Meilemer Reben zerstört: Nun gibt es Zürisee-Wein
Aktualisiert

Meilemer Reben zerstört: Nun gibt es Zürisee-Wein

Die Zürcher Winzer können diese Tage mit Wümmen beginnen. Einer nicht: Dem Meilemer Weinbauern Heiri Bolleter wurde beim heftigen Hagelzug im August die gesamte Traubenernte zerstört.

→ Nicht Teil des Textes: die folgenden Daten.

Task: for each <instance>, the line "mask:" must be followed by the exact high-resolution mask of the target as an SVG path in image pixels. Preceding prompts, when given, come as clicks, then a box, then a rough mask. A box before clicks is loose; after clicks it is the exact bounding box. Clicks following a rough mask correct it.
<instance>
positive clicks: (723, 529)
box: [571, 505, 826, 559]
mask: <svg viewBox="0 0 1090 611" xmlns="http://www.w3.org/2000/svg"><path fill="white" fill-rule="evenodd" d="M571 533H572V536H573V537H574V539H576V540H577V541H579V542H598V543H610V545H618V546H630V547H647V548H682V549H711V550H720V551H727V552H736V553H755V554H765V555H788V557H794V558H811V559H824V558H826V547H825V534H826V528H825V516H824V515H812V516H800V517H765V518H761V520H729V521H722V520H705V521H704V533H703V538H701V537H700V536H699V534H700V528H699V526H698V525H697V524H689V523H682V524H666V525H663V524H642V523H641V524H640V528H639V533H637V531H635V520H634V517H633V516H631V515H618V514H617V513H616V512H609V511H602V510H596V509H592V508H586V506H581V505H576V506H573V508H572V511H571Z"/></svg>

Dunkle Wolken trieben am 12. August 2004 über den Rebberg von Winzer Heiri Bolleter – und faustdicke Hagelkörner fielen vom Himmel: «In diesem Moment hoffte ich nur, dass sich der Schaden in Grenzen hält», erinnert sich Bolleter. Am nächsten Tag das Malheur: Sämtliche seiner Blauburgunder-, 96% der Räuschling- und 89% der Riesling-Trauben wurden zerstört. Eine bittere Pille für das Winzerpaar Bolleter. «In wenigen Sekunden wurde ein Jahr harte Arbeit vernichtet», ärgert sich Gattin Maria. «Ich war den Tränen nahe.» Zum Glück ist der Bauer gut versichert: «Pro Kilo Trauben zahlt mir die Hagelversicherung 3.80 Franken an den Schaden.» Damit kauft Bolleter jetzt bei einem Winzerkollegen Trauben für seinen Wein ein. Nur: «Auf der Etikette muss anstelle von Meilemer Zürisee-Wein stehen – das tut weh.»

Auch andere Weinbauern aus Meilen und Uetikon am See sind betroffen. Walter Fürer, Leiter Aussenbetrieb der Forschungsanstalt Sternenhalde in Uerikon, hat noch nie von einer derart starken Zerstörung gehört: «Hat ein betroffener Winzer keine Möglichkeit, neue Trauben einzukaufen, verliert er unter Umständen wertvolle Kunden.»